Une assemblée générale de copropriété constitue la réunion de l’ensemble des copropriétaires qui sont convoqués pour la tenue de cette assemblée générale. Ils reçoivent en amont un ordre du jour de l’assemblée générale de copropriétaires, contenant les différentes questions sur lesquelles ils doivent statuer, ce qu’on appelle des résolutions. « Sont joints, à cet ordre du jour, un certain nombre de pièces qui permettent aux copropriétaires de prendre position sur chacune des questions. » Il peut s’agir du vote des travaux avec des devis correspondants, par exemple.

Quelle est la différence entre majorité absolue et à l’unanimité ?

En copropriété, on relève différents types de majorités selon le degré d’importance, voire la gravité de la question qui est soumise au vote des copropriétaires :

  • La majorité simple ou majorité de l’article 24.
  • La majorité absolue : la majorité de l’ensemble des copropriétaires du syndicat, ce qui correspond à 501 millièmes.
  • L’unanimité de l’ensemble des copropriétaires du syndicat.

Y a-t-il des clauses interdites dans un règlement de copropriété ?
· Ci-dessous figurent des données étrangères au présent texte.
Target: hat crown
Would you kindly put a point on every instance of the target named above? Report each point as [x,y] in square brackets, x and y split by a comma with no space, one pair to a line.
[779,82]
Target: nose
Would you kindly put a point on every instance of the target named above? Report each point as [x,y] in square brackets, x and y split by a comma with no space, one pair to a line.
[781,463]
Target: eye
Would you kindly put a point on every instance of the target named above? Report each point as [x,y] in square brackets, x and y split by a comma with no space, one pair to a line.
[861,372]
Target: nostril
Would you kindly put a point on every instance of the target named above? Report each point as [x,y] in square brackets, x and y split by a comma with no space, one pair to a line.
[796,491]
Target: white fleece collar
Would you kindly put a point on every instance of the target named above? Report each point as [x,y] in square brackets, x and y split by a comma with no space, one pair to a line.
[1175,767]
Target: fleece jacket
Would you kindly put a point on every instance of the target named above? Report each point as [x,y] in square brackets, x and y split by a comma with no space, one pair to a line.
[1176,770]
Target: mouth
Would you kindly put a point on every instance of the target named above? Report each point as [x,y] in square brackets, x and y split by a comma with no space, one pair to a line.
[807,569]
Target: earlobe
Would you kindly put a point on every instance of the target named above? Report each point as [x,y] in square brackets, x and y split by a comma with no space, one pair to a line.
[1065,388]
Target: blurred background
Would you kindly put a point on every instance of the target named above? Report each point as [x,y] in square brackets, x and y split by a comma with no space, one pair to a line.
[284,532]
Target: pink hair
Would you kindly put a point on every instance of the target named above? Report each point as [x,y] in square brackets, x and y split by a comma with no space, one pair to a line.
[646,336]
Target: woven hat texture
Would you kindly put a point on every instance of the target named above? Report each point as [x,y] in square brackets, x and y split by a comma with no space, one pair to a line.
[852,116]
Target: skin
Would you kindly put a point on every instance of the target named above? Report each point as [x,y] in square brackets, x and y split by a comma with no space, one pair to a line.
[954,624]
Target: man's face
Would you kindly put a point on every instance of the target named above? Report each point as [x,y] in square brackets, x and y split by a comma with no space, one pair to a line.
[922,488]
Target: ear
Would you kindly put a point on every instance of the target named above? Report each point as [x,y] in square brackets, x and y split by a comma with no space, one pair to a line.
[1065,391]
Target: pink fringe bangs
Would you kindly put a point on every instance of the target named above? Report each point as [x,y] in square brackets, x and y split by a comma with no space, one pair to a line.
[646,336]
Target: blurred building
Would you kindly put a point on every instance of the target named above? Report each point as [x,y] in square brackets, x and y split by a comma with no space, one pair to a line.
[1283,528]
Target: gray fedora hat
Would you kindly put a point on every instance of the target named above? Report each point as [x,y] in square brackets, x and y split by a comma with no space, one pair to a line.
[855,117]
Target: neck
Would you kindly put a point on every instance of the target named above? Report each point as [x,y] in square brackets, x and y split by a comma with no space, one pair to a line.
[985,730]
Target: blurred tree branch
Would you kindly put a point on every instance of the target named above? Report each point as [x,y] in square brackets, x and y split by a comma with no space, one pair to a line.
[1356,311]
Les dispositions de la loi du 10 juillet 1965 sont quasiment toutes d’ordre public et il n'est pas possible d'y déroger. Par conséquent, les dispositions configurées dans le règlement de copropriété, qui viendraient à l’encontre de ces dispositions d’ordre public prévues par la loi du 10 juillet 1965, seraient « réputées non écrites », c’est-à-dire qu’elles n’auraient pas lieu à exister dans un règlement de copropriété puisqu’elles seraient contraires à la loi. Ces stipulations contraires à la loi sont donc de facto interdites.

Bon à savoir

L’assemblée générale des copropriétaires doit obligatoirement se réunir au moins une fois par an, pour aborder les sujets qui concernent la copropriété, le syndic, les comptes, etc.

En copropriété, peut-on faire un barbecue sur sa terrasse ou son balcon ?

Par principe, faire un barbecue est autorisé. Selon le règlement, certaines pratiques peuvent être encadrées : on peut par exemple interdire le barbecue électrique. Mais qu’il s’agisse du barbecue ou d’autres actes ou pratiques, il s’agit d'une façon générale de ne pas nuire au droit et à la tranquillité des autres copropriétaires. Cela signifie qu’un barbecue qui enfume l’appartement du voisin pose problème et sera par principe interdit, même si le règlement de copropriété ne prévoit pas une interdiction formelle des barbecues.

Le règlement de copro peut-il interdire de louer en location saisonnière ?

Le règlement peut prévoir différentes modalités de jouissance des logements de la copropriété. Le principe étant que l'interdiction de faire de la location saisonnière et notamment de courte durée doit être justifiée par la destination de l’immeuble. Par exemple, en règle générale, dans un immeuble bourgeois où l’on ne relève que des habitations, il sera justifié d’interdire la location saisonnière dans les logements.

Faut-il une autorisation pour installer une borne électrique ?

Sur le principe, l’autorisation de la copropriété est requise. S’il s’agit d’une installation collective, elle est prise à l’initiative du Syndicat des copropriétaires et est adoptée en assemblée générale de copropriété. Dans le cas de la volonté individuelle d’un copropriétaire, il peut s’agir par exemple d’une installation au sein de son box, mais ce copropriétaire doit soumettre son projet d'installer une borne de recharge au vote en assemblée générale.

Bon à savoir

Tout copropriétaire peut demander au syndic de convoquer une assemblée générale pour inscrire à l’ordre du jour des questions qui concernent ses droits ou ses obligations.